“Aquella mirada no se cruzó entre dos hombres; y si yo supiese explicar a fondo la naturaleza de aquella mirada…habría explicado también la esencia de la gran locura de la tercera Alemania. El cerebro que controlaba aquellos ojos azules…decía: esto que hay ante mí pertenece a un género al que es obviamente indicado suprimir…”.
El extracto: en la inmortal obra “Si esto es un hombre”. El autor, Primo Levi: químico originario de la ciudad de Turín y de orígen judío, fue partisano antifascista en la Italia mussoliniana. Caído en desgracia, fue enviado al Lager que más concita un sentimiento de horror: Auschwitz.
Su trilogía se ve completada con “La tregua”, en que narra el surrealista regreso de miles de personas después de la liberación del Lager; y “Los hundidos y los salvados”: el más reflexivo. El más filosófico si se quiere. Y digo último en todos los sentidos. Desgraciadamente, Levi se suicida poco después de escribirlo – en 1.987 – curiosamente después de analizar comportamientos de supervivientes que como él acabaron precisamente en su autodestrucción. La tétrica pregunta que merodea en la mente de un superviviente: «¿Por qué yo me salve, por qué?», es la antesala de su drama.
Primo Levi nos enfrenta a la cruda realidad de hoy en día: la ligereza con la que a veces empleamos el término “genocidio”. Sólo a veces. Darfur y tantos otros lugares nos recuerdan qué es exactamente un genocidio. Pero la manera industrializada, numerada, del asesinato masivo de esclavizados humanos muriéndose de hambre o a través de la llamada “Solución Final”, del paseo directo al horno crematorio o a la cámara donde el Zyklon B hará el resto: nos obligan a no callar. Nos obligan a no guardar silencio.
No eran humanos: eran números tatuados en piel. Simples “unidades” que aniquilar. Pero Alemania no quería hablar ni veía lo que no quería: los campos de concentración se diseminaban hacia el Este, donde el “espacio vital” del Reich se ampliaba aniquilando a las “razas inferiores”. Manos limpitas para aquéllos que a sus vecinos denunciaran como: judíos. También homosexuales, enfermos y comunistas tuvieron su ración (los últimos no tan mal tratados: alemanes al fin y a la postre).
Rochus Misch, guardaespaldas todavía vivo de Hitler, nos dice en su testimonial y recién publicado libro de la mano del periodista Nicolás Bourcier, que cuando estuvo por heridas de guerra en un hospital un hombre “me explicó que era prisionero de un campo de concentración (KZ o Konzentrationslager) en Dachau, cerca de Munich (1). Fue la primera vez que oí hablar de ello”. El “delito” del sujeto en cuestión: ser testigo de Jehová.
Hoy, negacionistas se reúnen con un loco atávicamente judeófobo como Ahmadineyad.

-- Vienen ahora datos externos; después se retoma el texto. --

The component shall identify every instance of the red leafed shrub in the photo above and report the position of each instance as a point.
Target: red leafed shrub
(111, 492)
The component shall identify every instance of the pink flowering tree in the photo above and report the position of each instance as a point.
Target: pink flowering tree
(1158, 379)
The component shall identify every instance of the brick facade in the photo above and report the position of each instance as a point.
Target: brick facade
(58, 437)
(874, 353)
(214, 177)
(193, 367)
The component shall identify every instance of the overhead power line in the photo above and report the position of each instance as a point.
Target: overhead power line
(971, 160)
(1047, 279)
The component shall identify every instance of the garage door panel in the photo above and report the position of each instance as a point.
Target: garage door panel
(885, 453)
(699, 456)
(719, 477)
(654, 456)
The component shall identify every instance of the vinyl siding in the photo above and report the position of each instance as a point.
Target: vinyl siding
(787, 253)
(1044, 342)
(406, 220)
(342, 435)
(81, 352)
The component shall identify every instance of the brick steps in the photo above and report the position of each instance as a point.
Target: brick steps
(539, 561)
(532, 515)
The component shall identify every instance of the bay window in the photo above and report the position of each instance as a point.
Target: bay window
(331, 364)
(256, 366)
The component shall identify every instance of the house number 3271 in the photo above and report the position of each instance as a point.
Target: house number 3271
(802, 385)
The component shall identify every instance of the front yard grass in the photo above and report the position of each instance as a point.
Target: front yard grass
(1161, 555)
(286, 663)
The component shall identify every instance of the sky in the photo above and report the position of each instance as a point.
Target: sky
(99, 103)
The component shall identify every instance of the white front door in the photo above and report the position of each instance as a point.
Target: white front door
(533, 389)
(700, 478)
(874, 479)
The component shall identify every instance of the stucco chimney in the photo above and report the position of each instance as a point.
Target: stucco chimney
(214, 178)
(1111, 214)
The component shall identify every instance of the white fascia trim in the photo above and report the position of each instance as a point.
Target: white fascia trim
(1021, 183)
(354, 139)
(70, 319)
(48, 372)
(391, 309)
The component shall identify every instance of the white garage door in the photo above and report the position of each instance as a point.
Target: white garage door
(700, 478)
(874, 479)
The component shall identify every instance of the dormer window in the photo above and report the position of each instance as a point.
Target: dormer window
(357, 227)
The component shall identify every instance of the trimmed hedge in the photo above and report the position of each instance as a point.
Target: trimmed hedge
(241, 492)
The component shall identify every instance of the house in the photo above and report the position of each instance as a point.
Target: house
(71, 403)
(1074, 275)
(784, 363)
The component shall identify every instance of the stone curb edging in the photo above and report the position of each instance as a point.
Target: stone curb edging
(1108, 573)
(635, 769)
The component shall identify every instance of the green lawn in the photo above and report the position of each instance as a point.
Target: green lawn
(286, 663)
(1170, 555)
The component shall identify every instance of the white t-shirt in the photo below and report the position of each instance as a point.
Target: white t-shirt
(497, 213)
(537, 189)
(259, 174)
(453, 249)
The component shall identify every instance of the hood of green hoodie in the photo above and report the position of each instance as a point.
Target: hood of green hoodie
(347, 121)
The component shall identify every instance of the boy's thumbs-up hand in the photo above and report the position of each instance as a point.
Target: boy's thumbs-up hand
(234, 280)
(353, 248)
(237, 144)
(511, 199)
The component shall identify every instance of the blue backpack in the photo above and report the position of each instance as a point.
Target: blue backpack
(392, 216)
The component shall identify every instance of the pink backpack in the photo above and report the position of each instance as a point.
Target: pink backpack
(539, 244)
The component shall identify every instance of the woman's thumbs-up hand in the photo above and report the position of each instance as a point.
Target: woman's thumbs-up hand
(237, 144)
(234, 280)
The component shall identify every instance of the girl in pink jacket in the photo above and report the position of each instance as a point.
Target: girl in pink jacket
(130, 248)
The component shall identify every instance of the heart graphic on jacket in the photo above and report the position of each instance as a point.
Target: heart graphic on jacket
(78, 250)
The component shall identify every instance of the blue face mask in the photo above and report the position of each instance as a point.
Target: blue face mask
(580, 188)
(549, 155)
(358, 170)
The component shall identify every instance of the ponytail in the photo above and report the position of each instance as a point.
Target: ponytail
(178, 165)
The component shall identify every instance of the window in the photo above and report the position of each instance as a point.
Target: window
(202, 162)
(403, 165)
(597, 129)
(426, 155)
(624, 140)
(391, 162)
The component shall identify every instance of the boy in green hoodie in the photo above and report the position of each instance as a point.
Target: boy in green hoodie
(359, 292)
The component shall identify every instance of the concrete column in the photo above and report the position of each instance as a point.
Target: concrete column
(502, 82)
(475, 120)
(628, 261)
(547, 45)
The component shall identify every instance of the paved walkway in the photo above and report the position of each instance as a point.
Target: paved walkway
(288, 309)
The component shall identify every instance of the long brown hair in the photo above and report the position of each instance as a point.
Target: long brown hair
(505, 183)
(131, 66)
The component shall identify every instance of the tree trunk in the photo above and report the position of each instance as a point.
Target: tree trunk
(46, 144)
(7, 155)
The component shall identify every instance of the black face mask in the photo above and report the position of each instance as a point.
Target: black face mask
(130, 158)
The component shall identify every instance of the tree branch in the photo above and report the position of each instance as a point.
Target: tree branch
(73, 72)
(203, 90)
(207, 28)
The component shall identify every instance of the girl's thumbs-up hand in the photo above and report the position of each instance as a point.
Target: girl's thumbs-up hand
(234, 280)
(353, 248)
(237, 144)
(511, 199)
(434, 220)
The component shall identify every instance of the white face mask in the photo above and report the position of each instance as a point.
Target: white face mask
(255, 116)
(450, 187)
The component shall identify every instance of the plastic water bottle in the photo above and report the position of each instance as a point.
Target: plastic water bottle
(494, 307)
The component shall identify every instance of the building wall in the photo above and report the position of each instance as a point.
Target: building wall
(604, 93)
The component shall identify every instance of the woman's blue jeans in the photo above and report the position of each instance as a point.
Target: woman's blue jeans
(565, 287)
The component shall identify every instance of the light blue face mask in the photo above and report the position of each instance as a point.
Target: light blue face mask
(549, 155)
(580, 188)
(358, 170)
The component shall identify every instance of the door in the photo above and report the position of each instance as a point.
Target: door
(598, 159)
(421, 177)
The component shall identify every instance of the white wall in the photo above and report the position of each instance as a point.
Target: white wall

Hoy, 30 de abril, de nuevo, el algo olvidadizo Rochus Misch, rememorará aquellos disparos. El silencio después en el búnker. Más tarde, los Goebbels, tras asesinar a sus hijos, morirán como su queridísimo Fhürer y compañera. El mismo silencio que más tarde encontrarán soviéticos y aliados:
“Estábamos hablando cuando de repente alguien gritó en el pasillo:
-¡Linge! ¡Linge! ¡Creo que ya está!
Yo no había oído los disparos.
Bruscamente reinó un silencio absoluto”, dice Misch.
Es el silencio de los millones fría y calculadoramente aniquilados de manera industrial y marcialísimamente. Asfixiarlos en camiones con el humo del tubo de escape ya no era rentable: las “unidades” caían con los nuevos métodos. Pero luego vino la falta de un susurro al menos. El silencio. Los alemanes callaban. Ya nadie odiaba a los judíos, nadie era ya del NSDAP, nadie adoró a Hitler…nunca…
Una enfermedad que carcome: el silencio cómplice.
(1): De los primeros campos donde la ignominiosa shoá se puso en marcha.
Imagen: Un Primo Levi como algunos preferimos recordar: sonriente.